For publicly funded research there is a moral imperative to make data openly available. Public money should be invested for public good, namely the public should benefit by not having to pay to access research they already funded, and reducing duplication of effort.

Reproducbility, transparency, and accountability

Open Science by its nature helps to address reproducibility in science. Sharing data allows other researchers to replicate and results and validate their provenance. This helps to build transparency and trust in research findings.

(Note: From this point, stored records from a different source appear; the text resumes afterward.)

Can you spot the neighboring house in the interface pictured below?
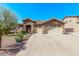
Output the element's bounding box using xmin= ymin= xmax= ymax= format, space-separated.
xmin=63 ymin=16 xmax=79 ymax=32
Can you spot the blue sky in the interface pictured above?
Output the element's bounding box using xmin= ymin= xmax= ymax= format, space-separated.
xmin=4 ymin=3 xmax=79 ymax=22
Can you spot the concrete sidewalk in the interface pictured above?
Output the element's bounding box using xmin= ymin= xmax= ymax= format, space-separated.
xmin=17 ymin=28 xmax=79 ymax=56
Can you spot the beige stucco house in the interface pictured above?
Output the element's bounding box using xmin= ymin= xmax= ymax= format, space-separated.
xmin=63 ymin=16 xmax=79 ymax=32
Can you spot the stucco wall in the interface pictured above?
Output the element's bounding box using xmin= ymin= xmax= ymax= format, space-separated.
xmin=64 ymin=17 xmax=79 ymax=32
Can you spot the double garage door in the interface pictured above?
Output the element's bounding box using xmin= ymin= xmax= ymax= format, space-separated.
xmin=65 ymin=28 xmax=74 ymax=32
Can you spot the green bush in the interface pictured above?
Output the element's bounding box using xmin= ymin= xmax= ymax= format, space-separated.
xmin=15 ymin=30 xmax=23 ymax=42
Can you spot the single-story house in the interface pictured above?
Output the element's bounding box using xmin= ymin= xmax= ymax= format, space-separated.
xmin=16 ymin=18 xmax=64 ymax=33
xmin=62 ymin=16 xmax=79 ymax=32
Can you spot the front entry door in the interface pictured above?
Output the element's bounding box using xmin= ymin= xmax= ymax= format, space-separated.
xmin=26 ymin=25 xmax=31 ymax=33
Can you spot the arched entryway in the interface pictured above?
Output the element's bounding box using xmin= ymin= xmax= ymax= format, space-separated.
xmin=26 ymin=25 xmax=31 ymax=33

By making data openly available researchers can more easily counteract narratives which seek to deliberately misinterpret the data by selectively analysing the data.

Personal reward

Open data works best when researchers are incentivised and rewarded for sharing their data. There is a growing body of evidence that sharing data can lead to increased citations. Allowing other researchers to reuse your data can increase the impact of your research, and if datasets are cited this impact can be measured and reported. Adding accessible data as a research output can therefore increase researcher reputation, and help to build communities around reuse of data.

Organisations are developing infrastructures to recognise open science practices. For example the Declaration on Research Assessment (DORA) aims to recognise datasets as important research outputs which should be considered by funders and institutions in their assessment processes.

Long-term data

Long-term experiments pull together several motivations for making data accessible. Long-term data is costly to produce, unique and irreplaceable and can be used to address a wide variety of research questions. The types of questions that can be asked from LTE increases if there are opportunities to combine and analyse their data using new methods. For example, Maclaren et al (2022) combined data from 30 LTEs in Africa and Europe to analyse the interactions between different management practices.

In the UK, the Biotechnology and Biological Sciences Research Council data sharing policy, who fund the Rothamsted Long-term experiments, identify the low throughput cumulative long times series data generated by long-term experiments as having an especially strong scientific case for data sharing.

Long-term experiments can directly benefit from sharing data by establishing new collaborations with researchers using the data. In our opinion, it is not necessary for an LTE manager to require co-authorship on every article authored by a researcher using LTE data, however, it is our experience from the Rothamsted LTEs that researchers will often seek support to interpret LTEs from experiment managers and data curators and this naturally leads to co-authorship.

Who uses LTE data

Use the Rothamsted Long-term Experiments Bibliography to see how many different research areas have used the Broadbalk experiment.

  • Agronomy
  • Weed ecology
  • Soil science
  • Soil metagenomics
  • Plant nutrition
  • Nitrogen Use efficiency
  • Crop and soil model development
  • Soil carbon dynamics
  • Atmospheric sciences
  • Disease and disease resistance

LTE data is therefore inherently valuable to a wide research community. By making LTE data openly available, LTE managers can increase the impact of the experiment through data reuse and use this to evidence ongoing impact to funders.

Key Points

  • Open science aims to remove barriers to accessing research outputs.
  • Open data is a key building block of Open Science.
  • There are different motivations for sharing data including.
  • LTE data is inherently valuable with relevance to multiple research areas.